LUC #56: How to Approach Scaling Your Database

Plus, how the most prominent Git branching strategies work, HTTPS workflow explained, and how do you decide which database type

This week’s issue brings you:


A big thank you to our partner Postman who keeps this newsletter free to the reader.

Did you know Postman just released a package library feature that enables reusable scripts (i.e., change once, use everywhere)? Significantly faster development. Check it out.

How to Approach Scaling Your Database

If your application is experiencing load problems, it's time to bring out the champagne! Your app's growing pains are actually a sign of its success.

As the user base expands, so do the demands on your system. You may notice database queries become sluggish, network requests time out, and user interfaces start to lag.

These signs indicate that it's time to scale your infrastructure to keep up with demand.

Today we’ll be honing in on how to approach scaling your database. Let’s jump in.

The Cost of Scaling

Before you start you start diving into implementing scaling solutions, an important principle should be kept in mind.
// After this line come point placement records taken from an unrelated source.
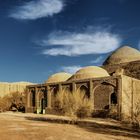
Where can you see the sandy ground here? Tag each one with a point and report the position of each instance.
(17, 127)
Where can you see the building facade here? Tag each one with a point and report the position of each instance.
(113, 86)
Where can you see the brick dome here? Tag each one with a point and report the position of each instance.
(89, 72)
(58, 77)
(123, 55)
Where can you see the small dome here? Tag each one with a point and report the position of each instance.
(123, 55)
(58, 77)
(90, 72)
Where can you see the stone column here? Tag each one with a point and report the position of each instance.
(48, 97)
(91, 91)
(73, 86)
(119, 95)
(28, 103)
(60, 87)
(37, 102)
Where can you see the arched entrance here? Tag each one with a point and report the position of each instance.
(41, 101)
(84, 90)
(102, 96)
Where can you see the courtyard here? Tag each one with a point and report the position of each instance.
(20, 126)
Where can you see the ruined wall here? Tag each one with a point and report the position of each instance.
(130, 97)
(136, 98)
(7, 88)
(126, 98)
(131, 69)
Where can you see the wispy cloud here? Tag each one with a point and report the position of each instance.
(71, 69)
(37, 9)
(139, 45)
(73, 44)
(98, 60)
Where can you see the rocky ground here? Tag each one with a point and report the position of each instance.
(18, 126)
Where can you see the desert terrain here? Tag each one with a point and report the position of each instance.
(18, 126)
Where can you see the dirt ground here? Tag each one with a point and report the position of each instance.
(17, 127)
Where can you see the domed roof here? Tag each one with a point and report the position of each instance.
(58, 77)
(90, 72)
(122, 55)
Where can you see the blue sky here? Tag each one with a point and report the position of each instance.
(42, 37)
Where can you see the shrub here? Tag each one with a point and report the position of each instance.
(75, 104)
(14, 101)
(136, 115)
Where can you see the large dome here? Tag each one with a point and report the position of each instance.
(58, 77)
(89, 72)
(123, 55)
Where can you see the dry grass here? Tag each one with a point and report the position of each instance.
(15, 99)
(74, 104)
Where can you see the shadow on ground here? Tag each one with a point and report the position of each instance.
(94, 127)
(110, 130)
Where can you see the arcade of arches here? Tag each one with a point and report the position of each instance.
(113, 85)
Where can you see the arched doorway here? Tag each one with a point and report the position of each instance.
(84, 90)
(33, 96)
(42, 101)
(113, 98)
(102, 96)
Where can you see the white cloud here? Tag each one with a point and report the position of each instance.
(37, 9)
(73, 44)
(139, 45)
(71, 69)
(97, 60)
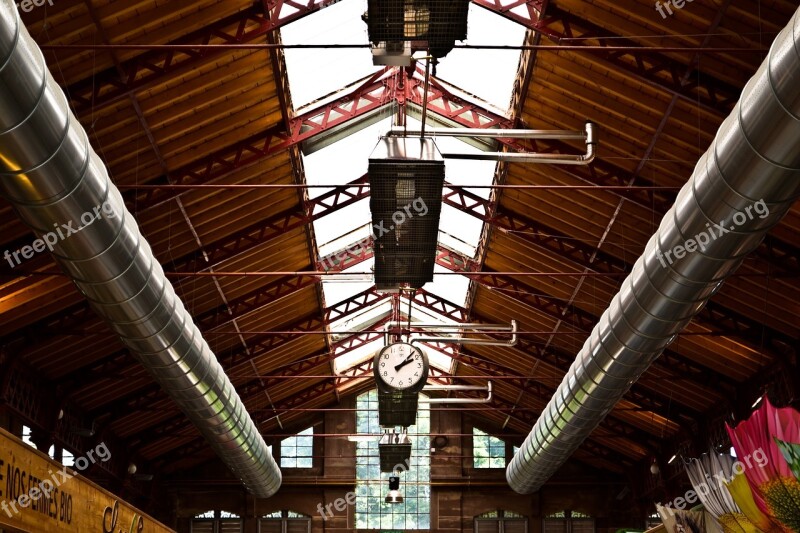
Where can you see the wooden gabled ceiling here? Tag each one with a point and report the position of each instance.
(224, 116)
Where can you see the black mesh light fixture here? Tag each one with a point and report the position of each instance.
(394, 495)
(399, 27)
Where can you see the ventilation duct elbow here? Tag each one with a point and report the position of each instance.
(54, 180)
(741, 187)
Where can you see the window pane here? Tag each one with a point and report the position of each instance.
(372, 486)
(487, 451)
(297, 451)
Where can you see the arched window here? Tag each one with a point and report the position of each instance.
(568, 522)
(372, 486)
(284, 522)
(217, 521)
(501, 522)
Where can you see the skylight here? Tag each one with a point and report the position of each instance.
(316, 74)
(313, 73)
(487, 74)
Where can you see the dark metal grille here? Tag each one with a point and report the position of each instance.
(439, 23)
(406, 202)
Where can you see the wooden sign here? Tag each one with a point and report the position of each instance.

You shouldn’t implement premature optimizations or attempt to scale your app before it’s actually needed.

Implementing scaling solutions introduces complexities, including:

  • New features take longer to develop

  • The system becomes more complex with more pieces and variables involved

  • Code can be more difficult to test

  • Finding and resolving bugs becomes harder

You should only accept these trade-offs if your app is reaching capacity. Keep the system simple, don’t introduce scaling complexities unless it’s warranted.

Finding Bottlenecks Using Metrics

To scale effectively, first, identify your bottlenecks.

Time to check your resource monitoring system or create one if you haven’t already.

If you’re running on any of the leading IaaS providers, such as AWS and Azure, there are already application performance management tools available out of the box.

Analyze and observe resource usage. Pinpoint what’s holding your app back. Look for spikes or flat tops in your monitoring tools, indicating that a resource is overwhelmed.

If performance issues aren't immediately apparent, but your app seems to be running slow, try sprinkling logs in heavily used operations to check for slow-loading resources.

This analysis will guide your scaling strategy, ensuring you address the right problems.

Scaling an App From a Birdseye View

Now that we’ve got a good sense of what/where the problems/bottlenecks are, we can start implementing solutions to address these issues.

Remember, simplicity is key, we want to avoid introducing unnecessary complexities.

The high-level goal of scaling solutions is to have the stack do less work for the application’s most common requests or effectively distribute across multiple resources the workload that can’t be eliminated.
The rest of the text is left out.